La traductora, Virginia Meza, explica con claridad qué es un quimono y cuáles son las prendas de vestir -ropa interior, calcetines, faja, chaqueta- que lo acompañan de manera adecuada; nos hace ver los peinados de las mujeres de la época; describe la forma, consistencia y sabor de una gran variedad de alimentos: fideos (udon o soba), tipos de sushi, platillos hechos de pescado (chikuwa, oden, sanma, tsumire), golosinas y pastelillos (amanatto, an, anpan, dorayaki, mitsumame, mochi); nos lleva por las habitaciones cubiertas de tatami (esteras de paja), nos permite identificar el futón de la casa o la pequeña mesa con calefacción (kotatsu) y reconocer si un establecimiento está abierto gracias al noren que se coloca en la entrada. Además de las descripciones de la ropa, los platillos y diversos utensilios de uso cotidiano, Meza agrega explicaciones sobre la música popular y las danzas de kabuki. Por último -pero no al último- hay que mencionar las referencias precisas a las obras literarias que menciona la autora, a los personajes de distintas novelas y a los escritores citados incluso con cierto desenfado. Las notas a pie de página y el glosario elaborado por la traductora constituyen un tributo a la obra de Hayashi Fumiko y un regalo invaluable para los lectores de habla hispana.

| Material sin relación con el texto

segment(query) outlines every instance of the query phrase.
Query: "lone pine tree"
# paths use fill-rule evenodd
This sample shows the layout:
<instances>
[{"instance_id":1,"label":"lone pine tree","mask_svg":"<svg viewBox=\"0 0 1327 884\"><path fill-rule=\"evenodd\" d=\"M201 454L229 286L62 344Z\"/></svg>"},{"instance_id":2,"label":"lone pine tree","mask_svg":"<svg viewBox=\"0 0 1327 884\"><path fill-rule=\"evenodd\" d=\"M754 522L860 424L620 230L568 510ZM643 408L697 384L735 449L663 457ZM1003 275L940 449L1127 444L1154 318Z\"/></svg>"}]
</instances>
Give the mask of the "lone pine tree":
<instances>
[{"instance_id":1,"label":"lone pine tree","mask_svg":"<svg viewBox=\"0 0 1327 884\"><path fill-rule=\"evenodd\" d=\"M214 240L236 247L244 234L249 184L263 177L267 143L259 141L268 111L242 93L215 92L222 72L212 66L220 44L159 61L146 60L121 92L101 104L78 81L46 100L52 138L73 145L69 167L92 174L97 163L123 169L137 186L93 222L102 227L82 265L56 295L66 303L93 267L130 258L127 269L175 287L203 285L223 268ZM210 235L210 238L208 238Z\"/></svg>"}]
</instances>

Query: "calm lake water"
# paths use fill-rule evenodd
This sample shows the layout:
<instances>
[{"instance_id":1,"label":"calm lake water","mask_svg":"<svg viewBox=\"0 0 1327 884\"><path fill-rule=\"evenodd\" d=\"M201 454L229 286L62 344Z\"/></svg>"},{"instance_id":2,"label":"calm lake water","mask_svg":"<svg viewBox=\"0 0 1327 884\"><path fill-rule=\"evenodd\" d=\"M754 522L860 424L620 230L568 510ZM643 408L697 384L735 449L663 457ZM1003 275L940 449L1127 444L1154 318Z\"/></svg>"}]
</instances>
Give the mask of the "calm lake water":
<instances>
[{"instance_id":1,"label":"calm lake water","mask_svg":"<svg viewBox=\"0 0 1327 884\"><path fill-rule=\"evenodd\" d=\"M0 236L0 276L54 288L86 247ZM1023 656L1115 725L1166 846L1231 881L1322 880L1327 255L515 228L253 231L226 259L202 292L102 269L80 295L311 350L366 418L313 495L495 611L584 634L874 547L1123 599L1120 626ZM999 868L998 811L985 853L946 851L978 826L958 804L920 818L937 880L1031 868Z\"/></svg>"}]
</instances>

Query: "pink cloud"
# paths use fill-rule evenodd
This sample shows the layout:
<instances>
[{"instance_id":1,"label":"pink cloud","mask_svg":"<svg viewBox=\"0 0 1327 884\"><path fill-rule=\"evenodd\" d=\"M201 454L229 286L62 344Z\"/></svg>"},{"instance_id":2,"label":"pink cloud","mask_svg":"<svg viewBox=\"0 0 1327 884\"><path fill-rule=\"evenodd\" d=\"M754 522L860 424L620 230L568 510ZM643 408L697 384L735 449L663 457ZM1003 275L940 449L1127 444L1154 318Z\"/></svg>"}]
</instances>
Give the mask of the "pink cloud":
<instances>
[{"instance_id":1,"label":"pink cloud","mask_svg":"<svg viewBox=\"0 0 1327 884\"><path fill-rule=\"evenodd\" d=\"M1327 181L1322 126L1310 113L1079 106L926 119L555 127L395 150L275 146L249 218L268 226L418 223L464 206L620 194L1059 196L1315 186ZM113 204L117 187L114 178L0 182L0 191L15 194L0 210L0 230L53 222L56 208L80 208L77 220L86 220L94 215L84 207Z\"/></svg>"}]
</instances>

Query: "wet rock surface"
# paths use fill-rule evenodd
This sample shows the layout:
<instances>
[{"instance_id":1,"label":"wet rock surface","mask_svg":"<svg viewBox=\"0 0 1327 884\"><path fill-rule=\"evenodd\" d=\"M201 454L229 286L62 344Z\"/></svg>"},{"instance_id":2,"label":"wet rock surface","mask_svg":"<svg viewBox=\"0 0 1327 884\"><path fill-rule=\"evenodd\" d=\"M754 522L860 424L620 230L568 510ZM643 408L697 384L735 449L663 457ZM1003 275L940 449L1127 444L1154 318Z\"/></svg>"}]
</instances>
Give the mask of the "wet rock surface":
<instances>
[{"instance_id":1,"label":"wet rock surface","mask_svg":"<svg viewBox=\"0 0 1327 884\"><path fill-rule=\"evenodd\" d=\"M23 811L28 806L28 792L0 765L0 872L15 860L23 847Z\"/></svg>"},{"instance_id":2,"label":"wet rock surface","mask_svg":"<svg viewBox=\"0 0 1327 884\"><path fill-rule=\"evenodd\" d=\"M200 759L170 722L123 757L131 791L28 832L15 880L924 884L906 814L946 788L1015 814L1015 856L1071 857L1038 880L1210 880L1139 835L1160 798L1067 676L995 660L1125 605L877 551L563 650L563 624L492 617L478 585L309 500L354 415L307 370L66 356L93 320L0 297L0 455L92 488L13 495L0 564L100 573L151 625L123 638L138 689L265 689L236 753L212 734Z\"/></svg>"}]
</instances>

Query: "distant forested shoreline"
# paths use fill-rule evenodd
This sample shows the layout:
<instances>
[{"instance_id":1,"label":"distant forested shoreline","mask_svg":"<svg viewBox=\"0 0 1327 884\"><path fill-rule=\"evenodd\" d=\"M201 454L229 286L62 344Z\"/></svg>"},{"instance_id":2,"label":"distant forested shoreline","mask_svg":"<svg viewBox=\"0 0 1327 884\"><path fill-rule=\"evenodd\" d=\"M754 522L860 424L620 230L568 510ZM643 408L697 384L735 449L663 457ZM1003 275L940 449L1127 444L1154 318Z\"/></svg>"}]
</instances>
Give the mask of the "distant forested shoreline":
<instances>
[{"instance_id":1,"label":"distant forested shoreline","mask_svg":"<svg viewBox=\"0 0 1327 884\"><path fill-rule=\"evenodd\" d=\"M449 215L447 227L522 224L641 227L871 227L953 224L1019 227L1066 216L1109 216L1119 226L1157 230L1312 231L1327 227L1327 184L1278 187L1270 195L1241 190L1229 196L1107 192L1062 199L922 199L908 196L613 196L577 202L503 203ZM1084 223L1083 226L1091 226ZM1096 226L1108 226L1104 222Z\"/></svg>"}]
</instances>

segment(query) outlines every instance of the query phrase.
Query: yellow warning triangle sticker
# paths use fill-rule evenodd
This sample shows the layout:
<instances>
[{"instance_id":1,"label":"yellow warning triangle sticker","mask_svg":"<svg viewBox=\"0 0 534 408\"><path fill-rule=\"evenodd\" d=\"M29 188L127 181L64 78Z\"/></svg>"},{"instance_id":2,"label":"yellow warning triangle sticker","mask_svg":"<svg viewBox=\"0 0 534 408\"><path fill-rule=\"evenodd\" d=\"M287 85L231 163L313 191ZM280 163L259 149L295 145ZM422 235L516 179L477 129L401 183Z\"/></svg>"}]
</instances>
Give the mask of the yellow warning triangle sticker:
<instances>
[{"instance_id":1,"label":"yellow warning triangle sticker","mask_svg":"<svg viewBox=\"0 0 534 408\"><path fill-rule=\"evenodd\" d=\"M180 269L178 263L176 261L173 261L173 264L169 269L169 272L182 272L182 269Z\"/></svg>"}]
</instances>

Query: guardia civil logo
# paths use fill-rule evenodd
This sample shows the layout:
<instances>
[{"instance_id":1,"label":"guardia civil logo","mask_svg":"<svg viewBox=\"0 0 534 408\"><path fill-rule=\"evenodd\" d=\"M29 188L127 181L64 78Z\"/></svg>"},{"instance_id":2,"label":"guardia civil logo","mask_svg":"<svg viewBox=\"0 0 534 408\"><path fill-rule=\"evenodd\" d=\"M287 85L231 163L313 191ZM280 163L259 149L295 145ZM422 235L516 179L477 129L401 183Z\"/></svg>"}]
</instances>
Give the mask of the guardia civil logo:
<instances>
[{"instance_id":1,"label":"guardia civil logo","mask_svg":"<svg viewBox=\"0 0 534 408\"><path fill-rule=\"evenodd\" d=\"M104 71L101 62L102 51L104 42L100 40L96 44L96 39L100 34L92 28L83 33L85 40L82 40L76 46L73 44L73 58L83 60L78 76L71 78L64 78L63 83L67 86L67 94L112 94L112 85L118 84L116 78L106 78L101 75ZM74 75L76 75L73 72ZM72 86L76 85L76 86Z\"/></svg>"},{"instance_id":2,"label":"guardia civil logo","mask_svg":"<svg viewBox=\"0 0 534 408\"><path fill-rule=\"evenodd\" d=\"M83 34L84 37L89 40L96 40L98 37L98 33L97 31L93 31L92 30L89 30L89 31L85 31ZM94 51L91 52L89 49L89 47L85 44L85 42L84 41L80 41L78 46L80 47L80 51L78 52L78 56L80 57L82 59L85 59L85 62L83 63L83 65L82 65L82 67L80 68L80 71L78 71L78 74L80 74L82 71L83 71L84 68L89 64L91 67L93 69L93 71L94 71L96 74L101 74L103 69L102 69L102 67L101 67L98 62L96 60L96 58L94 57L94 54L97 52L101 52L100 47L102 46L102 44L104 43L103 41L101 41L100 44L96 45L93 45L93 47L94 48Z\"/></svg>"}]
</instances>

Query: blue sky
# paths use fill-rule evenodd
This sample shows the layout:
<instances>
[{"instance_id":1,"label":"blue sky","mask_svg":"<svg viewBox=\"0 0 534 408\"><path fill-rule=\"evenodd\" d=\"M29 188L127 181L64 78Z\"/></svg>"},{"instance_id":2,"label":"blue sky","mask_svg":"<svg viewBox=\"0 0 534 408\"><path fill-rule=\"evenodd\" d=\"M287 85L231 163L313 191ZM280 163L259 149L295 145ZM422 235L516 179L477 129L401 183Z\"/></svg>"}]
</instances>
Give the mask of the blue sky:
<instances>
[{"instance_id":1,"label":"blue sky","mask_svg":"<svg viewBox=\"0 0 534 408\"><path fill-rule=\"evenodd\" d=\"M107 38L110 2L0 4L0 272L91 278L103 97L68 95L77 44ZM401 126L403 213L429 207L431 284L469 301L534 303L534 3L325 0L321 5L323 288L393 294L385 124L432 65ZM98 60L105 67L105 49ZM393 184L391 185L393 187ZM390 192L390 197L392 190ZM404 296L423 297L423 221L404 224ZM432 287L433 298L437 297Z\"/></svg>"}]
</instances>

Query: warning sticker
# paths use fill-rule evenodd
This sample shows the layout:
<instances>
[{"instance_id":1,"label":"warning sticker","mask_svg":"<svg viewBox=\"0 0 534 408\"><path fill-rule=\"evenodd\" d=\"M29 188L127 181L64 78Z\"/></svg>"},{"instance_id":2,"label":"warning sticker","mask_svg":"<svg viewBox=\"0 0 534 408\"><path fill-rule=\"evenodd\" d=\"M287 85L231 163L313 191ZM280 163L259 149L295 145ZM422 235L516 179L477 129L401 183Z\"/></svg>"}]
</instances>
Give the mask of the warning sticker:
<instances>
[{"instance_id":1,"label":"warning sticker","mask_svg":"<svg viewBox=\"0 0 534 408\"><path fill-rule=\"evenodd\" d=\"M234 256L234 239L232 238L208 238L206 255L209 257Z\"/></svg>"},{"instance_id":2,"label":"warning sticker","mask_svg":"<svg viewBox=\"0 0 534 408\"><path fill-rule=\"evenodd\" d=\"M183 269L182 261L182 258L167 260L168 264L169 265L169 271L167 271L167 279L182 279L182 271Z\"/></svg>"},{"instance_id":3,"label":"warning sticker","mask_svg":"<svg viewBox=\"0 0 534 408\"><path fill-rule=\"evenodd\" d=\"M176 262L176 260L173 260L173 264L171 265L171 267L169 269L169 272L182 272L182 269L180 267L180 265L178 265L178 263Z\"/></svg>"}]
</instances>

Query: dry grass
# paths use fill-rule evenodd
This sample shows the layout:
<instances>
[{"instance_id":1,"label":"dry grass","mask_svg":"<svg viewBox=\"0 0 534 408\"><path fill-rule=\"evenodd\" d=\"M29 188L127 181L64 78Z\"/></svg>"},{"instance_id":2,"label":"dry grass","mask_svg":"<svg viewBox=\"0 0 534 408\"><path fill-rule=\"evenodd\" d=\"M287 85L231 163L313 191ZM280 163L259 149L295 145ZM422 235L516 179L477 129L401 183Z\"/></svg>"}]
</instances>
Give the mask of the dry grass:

Hayashi Fumiko nació en 1903. Fiel a su espíritu de vagabunda fue una viajera incansable. Disfrutaba estar en un sitio donde no fuera reconocida por nadie. Era la única pasajera de su buque llamado Pasión, que no podría ser hundido por la lluvia ni la tormenta. Fue reportera de guerra. Su talento y su disciplina como escritora cristalizaron en más de doscientas obras. Murió súbitamente en 1951. A su funeral asistieron los escritores más connotados del momento y más de dos mil personas.